Tim Henman completed a comprehensive two-set victory over the Italian Fabrice Santoro in the CA Trophy in Vienna yesterday. But his fellow Briton Greg Rusedski, who could have faced Henman in the quarterfinals, lost to Fernando Vicente, of Spain, 6-2, 6-7, 6-2.

Henman never looked in danger of losing after taking his second break point in the fourth game to lead 3-1. Games then went with serve, but, with the advantage of serving first, the British No 1 held on to win the opening set 6-3.

Breaks in the first and third games of the second set put Henman well on his way to his triumph in little over an hour. Santoro then held serve and broke back to give him a glimmer of a hope. But when Henman achieved his third break, thanks to a Santoro error in the seventh game, it was all but over. Henman served the match out to maintain his consistent form.

Rusedski never showed the level of play that had defeated the Olympic champion, Yevgeny Kafelnikov, in the first round. But he forced Vicente into a third set after capitulating 6-2 in the opener and then slipping 4-2 behind in a tie-break. Digging deep into his reserves, he won five successive points and took the second set 7-6, the winning shot being an overhead smash at the net.
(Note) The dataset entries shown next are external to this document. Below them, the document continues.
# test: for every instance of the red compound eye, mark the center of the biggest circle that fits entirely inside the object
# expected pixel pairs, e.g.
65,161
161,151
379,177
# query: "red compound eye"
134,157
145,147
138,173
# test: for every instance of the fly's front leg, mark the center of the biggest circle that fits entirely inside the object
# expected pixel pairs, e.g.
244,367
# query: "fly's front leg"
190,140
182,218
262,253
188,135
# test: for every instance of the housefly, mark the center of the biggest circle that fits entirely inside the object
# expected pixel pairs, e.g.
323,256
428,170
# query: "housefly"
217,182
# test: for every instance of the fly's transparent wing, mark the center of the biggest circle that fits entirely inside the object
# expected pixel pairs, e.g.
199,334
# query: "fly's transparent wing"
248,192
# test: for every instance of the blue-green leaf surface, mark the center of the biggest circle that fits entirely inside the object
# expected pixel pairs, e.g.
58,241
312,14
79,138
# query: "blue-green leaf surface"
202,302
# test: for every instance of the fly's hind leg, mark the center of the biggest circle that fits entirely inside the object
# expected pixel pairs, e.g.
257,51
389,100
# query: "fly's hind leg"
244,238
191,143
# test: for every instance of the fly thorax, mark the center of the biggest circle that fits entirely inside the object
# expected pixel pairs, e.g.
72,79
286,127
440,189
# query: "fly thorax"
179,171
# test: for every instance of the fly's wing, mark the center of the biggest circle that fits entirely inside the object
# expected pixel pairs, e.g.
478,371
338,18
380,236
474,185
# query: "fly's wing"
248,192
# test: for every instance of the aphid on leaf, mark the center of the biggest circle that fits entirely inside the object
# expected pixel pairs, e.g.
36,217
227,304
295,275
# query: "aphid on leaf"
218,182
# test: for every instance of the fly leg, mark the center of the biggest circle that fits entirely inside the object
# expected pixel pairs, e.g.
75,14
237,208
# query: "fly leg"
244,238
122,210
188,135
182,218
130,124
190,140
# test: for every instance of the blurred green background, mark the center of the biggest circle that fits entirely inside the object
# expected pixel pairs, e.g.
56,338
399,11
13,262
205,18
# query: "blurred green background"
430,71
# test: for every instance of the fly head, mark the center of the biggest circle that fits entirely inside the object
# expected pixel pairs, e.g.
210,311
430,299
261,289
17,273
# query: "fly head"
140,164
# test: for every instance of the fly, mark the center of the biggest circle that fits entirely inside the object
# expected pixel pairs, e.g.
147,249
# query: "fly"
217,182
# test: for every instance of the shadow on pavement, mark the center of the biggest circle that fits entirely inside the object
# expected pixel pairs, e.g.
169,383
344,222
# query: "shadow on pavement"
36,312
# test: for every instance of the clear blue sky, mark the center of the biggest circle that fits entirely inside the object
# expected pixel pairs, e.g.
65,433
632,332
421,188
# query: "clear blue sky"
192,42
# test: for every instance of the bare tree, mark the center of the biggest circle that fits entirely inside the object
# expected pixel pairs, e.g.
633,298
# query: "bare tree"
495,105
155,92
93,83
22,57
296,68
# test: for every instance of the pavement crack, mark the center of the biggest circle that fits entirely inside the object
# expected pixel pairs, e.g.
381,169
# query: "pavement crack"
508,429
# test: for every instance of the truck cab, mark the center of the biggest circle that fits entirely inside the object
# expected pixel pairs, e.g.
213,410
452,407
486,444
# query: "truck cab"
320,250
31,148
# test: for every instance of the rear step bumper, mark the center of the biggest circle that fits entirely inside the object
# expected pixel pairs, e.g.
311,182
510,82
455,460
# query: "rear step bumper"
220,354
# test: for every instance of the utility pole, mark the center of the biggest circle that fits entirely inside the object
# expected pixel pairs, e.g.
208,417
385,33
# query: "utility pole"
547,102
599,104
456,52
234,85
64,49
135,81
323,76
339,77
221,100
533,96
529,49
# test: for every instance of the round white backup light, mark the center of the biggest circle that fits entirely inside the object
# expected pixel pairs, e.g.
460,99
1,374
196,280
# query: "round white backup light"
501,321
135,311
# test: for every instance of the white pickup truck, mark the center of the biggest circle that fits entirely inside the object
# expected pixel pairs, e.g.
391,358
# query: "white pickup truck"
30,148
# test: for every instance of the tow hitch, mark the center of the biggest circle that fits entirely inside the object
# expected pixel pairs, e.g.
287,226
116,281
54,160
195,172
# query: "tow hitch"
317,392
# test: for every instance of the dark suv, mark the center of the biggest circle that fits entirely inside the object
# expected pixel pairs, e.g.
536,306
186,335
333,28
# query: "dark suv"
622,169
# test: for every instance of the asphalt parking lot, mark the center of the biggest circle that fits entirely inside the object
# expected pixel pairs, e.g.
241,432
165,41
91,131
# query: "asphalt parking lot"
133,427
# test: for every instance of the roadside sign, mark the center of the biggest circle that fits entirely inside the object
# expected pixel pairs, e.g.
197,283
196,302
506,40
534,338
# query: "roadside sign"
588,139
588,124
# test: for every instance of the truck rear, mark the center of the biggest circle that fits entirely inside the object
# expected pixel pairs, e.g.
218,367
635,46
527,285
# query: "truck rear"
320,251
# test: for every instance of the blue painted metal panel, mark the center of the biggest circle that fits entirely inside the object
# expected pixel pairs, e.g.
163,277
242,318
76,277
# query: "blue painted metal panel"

The fightback did not continue in the deciding set, however, which Rusedski lost as easily as the first. A break of serve in the sixth game set Vicente up for victory and he broke again, aided by a Rusedski double-fault, in the final game.

In Tokyo, the top seed, Gustavo Kuerten, paid for erratic baseline play by dropping the first set against the Italian Andrea Gaudenzi before recovering his poise to move into the quarter-finals of Japan Open. Also progressing was Mark Philippoussis, whose game has been rejuvenated by a new coach, Peter McNamara.

Kuerten began his comeback in the fifth game of the second set, when he broke the Italian's serve on the way to a 3-6, 6-3, 6-4 win. The Brazilian leader of the ATP Champions Race turned to drop shots and came up with early breaks in the second and third sets to seal victory. "I just played better in the important points after the first set and that is what you need to win matches like this," Kuerten said. He now plays the No 7 seed, Dominik Hrbaty of Slovakia, in the last eight after he beat his compatriot Karol Kucera, the ninth seed, 6-4, 6-4.

Philippoussis, who was playing against the South Korean qualifier Yoon Yong-il, went to a first set tie-break, but, thanks to his booming serve, came through to win, 7-6, 6-4.